Session is a DataFusion-backed SQL session. It supports registering multiple tables and running SQL queries that return pyarrow.Table.

sql vs sql_reader: which to use?

Session provides two query APIs:

  • Session.sql(...) — returns a fully materialized pyarrow.Table. Simple and convenient; use this when the result fits comfortably in memory.
  • Session.sql_reader(...) — returns a streaming pyarrow.RecordBatchReader. Batches arrive as the engine produces them; use this when you want lower memory usage or faster time-to-first-row.

For large queries (~10M rows), benchmarks show sql_reader(...) delivers the first batch ~80% earlier and uses 24–36% less peak RSS in process-as-you-go workloads. See Performance for full benchmark results.

SQL result export mode

Session.sql(...) exports Arrow results to Python in one of two ways:

  • Arrow C Data Interface (C Stream) when supported (preferred; avoids IPC serialization + large bytes copies)
  • Arrow IPC stream as a fallback

The C Stream exporter supports common nested Arrow types like List, Struct, and Map. Some edge-case-heavy types (e.g. Union, ListView) are not enabled yet: auto mode falls back to IPC, and c_stream mode errors.

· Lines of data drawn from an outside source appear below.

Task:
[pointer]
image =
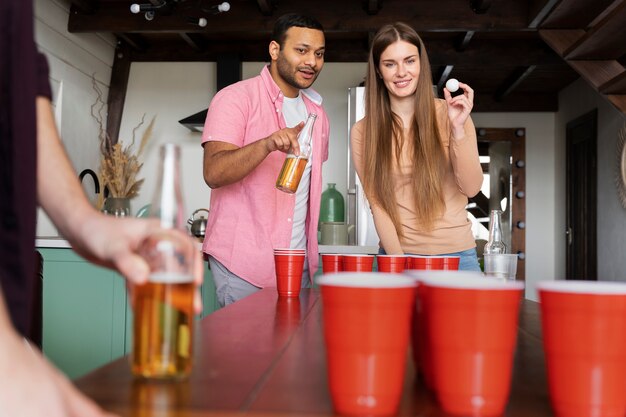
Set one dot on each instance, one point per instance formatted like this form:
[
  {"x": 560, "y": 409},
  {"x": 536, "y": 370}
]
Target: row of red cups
[
  {"x": 463, "y": 328},
  {"x": 453, "y": 317},
  {"x": 386, "y": 263}
]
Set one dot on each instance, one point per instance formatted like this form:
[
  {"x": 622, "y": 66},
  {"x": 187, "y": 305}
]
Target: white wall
[
  {"x": 574, "y": 101},
  {"x": 73, "y": 58},
  {"x": 170, "y": 91},
  {"x": 541, "y": 206}
]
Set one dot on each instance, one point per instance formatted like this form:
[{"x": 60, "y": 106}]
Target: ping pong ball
[{"x": 452, "y": 85}]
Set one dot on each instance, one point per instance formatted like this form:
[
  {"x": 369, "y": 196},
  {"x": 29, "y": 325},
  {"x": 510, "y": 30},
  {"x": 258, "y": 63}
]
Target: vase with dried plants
[{"x": 119, "y": 164}]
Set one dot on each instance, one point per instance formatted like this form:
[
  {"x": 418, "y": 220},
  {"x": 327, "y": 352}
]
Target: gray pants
[{"x": 230, "y": 288}]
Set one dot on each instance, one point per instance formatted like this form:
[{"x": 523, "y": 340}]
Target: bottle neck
[
  {"x": 306, "y": 135},
  {"x": 495, "y": 227},
  {"x": 168, "y": 201}
]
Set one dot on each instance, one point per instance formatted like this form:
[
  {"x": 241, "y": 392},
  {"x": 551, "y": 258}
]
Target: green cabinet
[{"x": 87, "y": 320}]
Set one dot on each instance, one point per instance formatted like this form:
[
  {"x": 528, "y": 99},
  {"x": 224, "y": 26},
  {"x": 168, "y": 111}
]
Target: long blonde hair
[{"x": 384, "y": 132}]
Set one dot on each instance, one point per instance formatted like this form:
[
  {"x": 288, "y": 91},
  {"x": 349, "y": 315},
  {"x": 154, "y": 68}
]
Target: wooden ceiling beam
[
  {"x": 134, "y": 40},
  {"x": 561, "y": 39},
  {"x": 195, "y": 40},
  {"x": 605, "y": 40},
  {"x": 373, "y": 6},
  {"x": 86, "y": 6},
  {"x": 573, "y": 14},
  {"x": 335, "y": 16},
  {"x": 539, "y": 10},
  {"x": 480, "y": 6},
  {"x": 512, "y": 82},
  {"x": 619, "y": 101},
  {"x": 516, "y": 102},
  {"x": 598, "y": 73},
  {"x": 616, "y": 85},
  {"x": 464, "y": 40}
]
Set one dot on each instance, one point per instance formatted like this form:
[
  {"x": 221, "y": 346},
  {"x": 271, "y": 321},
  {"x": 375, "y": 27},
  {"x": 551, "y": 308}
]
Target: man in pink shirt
[{"x": 250, "y": 126}]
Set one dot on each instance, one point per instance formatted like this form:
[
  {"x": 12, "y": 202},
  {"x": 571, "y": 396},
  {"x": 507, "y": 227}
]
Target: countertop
[
  {"x": 58, "y": 242},
  {"x": 370, "y": 250},
  {"x": 264, "y": 356},
  {"x": 51, "y": 242}
]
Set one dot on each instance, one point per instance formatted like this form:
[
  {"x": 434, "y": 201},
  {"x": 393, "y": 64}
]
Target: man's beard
[{"x": 284, "y": 70}]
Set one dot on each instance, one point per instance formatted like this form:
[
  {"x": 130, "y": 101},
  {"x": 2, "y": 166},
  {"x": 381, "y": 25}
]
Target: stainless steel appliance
[{"x": 358, "y": 211}]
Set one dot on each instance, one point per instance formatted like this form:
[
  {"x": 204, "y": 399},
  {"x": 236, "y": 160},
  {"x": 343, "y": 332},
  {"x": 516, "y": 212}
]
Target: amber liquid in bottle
[
  {"x": 163, "y": 326},
  {"x": 291, "y": 173},
  {"x": 293, "y": 167}
]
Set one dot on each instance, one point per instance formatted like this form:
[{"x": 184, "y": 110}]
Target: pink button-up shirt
[{"x": 249, "y": 218}]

You can control the behavior via environment variables (set before calling Session.sql(...)):

  • TTF_SQL_EXPORT_MODE=auto|ipc|c_stream (default: c_stream)
  • auto: try C Stream, fall back to IPC if C Stream export/import fails
  • ipc: force IPC
  • c_stream: force C Stream (no IPC fallback; errors propagate)
  • TTF_SQL_EXPORT_DEBUG=1 to emit a debug warning when auto falls back from C Stream → IPC
  • TTF_SQL_EXPORT_AUTO_RERUN_FALLBACK=1 to re-run the query when C Stream fails in auto mode (avoids cloning the collected batches, but may change results for non-deterministic queries)